Há um corredor aéreo determinado pela ICAO, a entidade internacional de rotas aéreas, que liga a Europa à America do Sul, chamado EUR/SAM.
Nesse corredor existem 4 aerovias, duas unidirecionais ("mão única"), UN741 que vem da Europa para Fortaleza (FOR), UN866 que vai de Mossoró (MSS) para a Europa, e duas aerovias bidirecionais ("mão dupla" ou como uma rodovia duplicada), a UN873 que liga Natal até a Escandinávia, cruzando a Europa, e a UN857 que vem da Europa e passa perto de Recife (REC).
A posição de Natal nesse corredor, na origem mesmo da UN873, dá a nós uma vantagem de ser 2% mais perto da Europa que a rota de FOR e 4% mais perto que de REC. Pode parecer pouco, mas a margem de lucro das empresas aéreas é da ordem de 2% sobre vendas, ou seja, a receita é superior aos custos totais em apenas 2% (algo como, se o custo é 100, o faturamento é 102).

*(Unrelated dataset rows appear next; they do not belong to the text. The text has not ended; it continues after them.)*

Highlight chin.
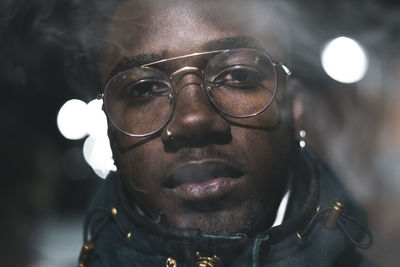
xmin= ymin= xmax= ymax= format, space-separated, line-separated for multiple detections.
xmin=165 ymin=200 xmax=272 ymax=235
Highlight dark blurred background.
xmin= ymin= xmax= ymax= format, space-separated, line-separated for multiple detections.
xmin=0 ymin=0 xmax=399 ymax=266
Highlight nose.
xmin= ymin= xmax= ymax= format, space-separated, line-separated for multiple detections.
xmin=161 ymin=73 xmax=231 ymax=148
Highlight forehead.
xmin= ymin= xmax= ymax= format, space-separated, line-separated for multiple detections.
xmin=101 ymin=0 xmax=288 ymax=78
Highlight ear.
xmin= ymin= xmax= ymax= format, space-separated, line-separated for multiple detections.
xmin=293 ymin=93 xmax=304 ymax=133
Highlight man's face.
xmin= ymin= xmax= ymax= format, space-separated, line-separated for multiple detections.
xmin=102 ymin=0 xmax=294 ymax=234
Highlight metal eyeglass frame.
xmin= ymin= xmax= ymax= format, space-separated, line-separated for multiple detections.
xmin=97 ymin=48 xmax=292 ymax=137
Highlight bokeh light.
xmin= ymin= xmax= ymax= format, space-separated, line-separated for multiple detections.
xmin=86 ymin=99 xmax=108 ymax=137
xmin=56 ymin=99 xmax=88 ymax=140
xmin=321 ymin=36 xmax=368 ymax=84
xmin=57 ymin=98 xmax=116 ymax=178
xmin=83 ymin=135 xmax=116 ymax=179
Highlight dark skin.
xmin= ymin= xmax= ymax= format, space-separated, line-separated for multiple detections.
xmin=103 ymin=0 xmax=296 ymax=235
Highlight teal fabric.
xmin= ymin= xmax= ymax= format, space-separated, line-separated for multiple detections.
xmin=82 ymin=150 xmax=375 ymax=267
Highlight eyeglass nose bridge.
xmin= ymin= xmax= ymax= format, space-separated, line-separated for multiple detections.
xmin=169 ymin=66 xmax=204 ymax=95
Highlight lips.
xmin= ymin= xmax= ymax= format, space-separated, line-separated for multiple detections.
xmin=164 ymin=160 xmax=245 ymax=201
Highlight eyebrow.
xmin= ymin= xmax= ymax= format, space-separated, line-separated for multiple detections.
xmin=109 ymin=36 xmax=263 ymax=77
xmin=110 ymin=52 xmax=165 ymax=77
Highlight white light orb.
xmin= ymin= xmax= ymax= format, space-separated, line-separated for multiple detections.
xmin=86 ymin=99 xmax=108 ymax=137
xmin=83 ymin=134 xmax=115 ymax=179
xmin=321 ymin=36 xmax=368 ymax=84
xmin=57 ymin=99 xmax=88 ymax=140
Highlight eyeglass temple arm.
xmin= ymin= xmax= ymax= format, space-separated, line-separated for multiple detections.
xmin=273 ymin=60 xmax=291 ymax=77
xmin=140 ymin=49 xmax=228 ymax=68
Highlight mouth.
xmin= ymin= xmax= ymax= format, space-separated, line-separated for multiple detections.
xmin=164 ymin=160 xmax=245 ymax=201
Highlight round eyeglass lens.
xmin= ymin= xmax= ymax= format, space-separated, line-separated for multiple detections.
xmin=104 ymin=67 xmax=174 ymax=136
xmin=204 ymin=49 xmax=277 ymax=117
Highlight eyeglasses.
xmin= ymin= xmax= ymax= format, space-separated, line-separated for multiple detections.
xmin=98 ymin=48 xmax=291 ymax=137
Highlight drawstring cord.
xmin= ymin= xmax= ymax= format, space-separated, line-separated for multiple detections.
xmin=337 ymin=213 xmax=373 ymax=249
xmin=252 ymin=234 xmax=270 ymax=267
xmin=297 ymin=201 xmax=373 ymax=249
xmin=199 ymin=232 xmax=270 ymax=267
xmin=83 ymin=207 xmax=131 ymax=243
xmin=201 ymin=233 xmax=247 ymax=240
xmin=78 ymin=207 xmax=131 ymax=267
xmin=296 ymin=207 xmax=331 ymax=240
xmin=200 ymin=232 xmax=270 ymax=267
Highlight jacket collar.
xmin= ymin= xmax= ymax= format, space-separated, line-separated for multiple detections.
xmin=84 ymin=149 xmax=367 ymax=266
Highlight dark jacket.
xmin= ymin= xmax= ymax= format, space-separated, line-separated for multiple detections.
xmin=80 ymin=150 xmax=375 ymax=267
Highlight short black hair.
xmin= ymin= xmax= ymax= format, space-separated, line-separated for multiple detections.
xmin=65 ymin=0 xmax=125 ymax=100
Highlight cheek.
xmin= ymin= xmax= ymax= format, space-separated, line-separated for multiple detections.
xmin=226 ymin=100 xmax=285 ymax=131
xmin=233 ymin=119 xmax=292 ymax=180
xmin=115 ymin=137 xmax=166 ymax=191
xmin=244 ymin=131 xmax=281 ymax=168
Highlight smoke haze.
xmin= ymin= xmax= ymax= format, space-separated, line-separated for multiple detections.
xmin=1 ymin=0 xmax=399 ymax=266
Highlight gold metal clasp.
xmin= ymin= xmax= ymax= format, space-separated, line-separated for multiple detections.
xmin=166 ymin=257 xmax=177 ymax=267
xmin=195 ymin=251 xmax=219 ymax=267
xmin=325 ymin=200 xmax=344 ymax=229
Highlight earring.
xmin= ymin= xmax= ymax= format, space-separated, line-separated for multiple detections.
xmin=166 ymin=129 xmax=174 ymax=141
xmin=299 ymin=130 xmax=306 ymax=149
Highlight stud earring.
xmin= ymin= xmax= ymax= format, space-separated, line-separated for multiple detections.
xmin=299 ymin=130 xmax=306 ymax=149
xmin=166 ymin=129 xmax=174 ymax=141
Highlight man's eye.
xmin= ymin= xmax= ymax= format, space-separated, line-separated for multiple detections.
xmin=223 ymin=69 xmax=252 ymax=82
xmin=213 ymin=67 xmax=265 ymax=89
xmin=122 ymin=80 xmax=170 ymax=99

Como o combustível representa cerca de 30 a 40% dos custos totais, tomando pelo menor impacto (30%), localizar o hub em NAT/SBSG (SBSG é o código internacional do aeroporto de São Gonçalo), dá uma vantagem de custo que corresponde um lucro de 0,6% sobre vendas em relação a FOR e 1,2% em relação a REC.
Escolher FOR ou REC é, em outras palavras, perder dinheiro.
Escolher NAT, por seu turno, é escolher vantagem de custo estrutural.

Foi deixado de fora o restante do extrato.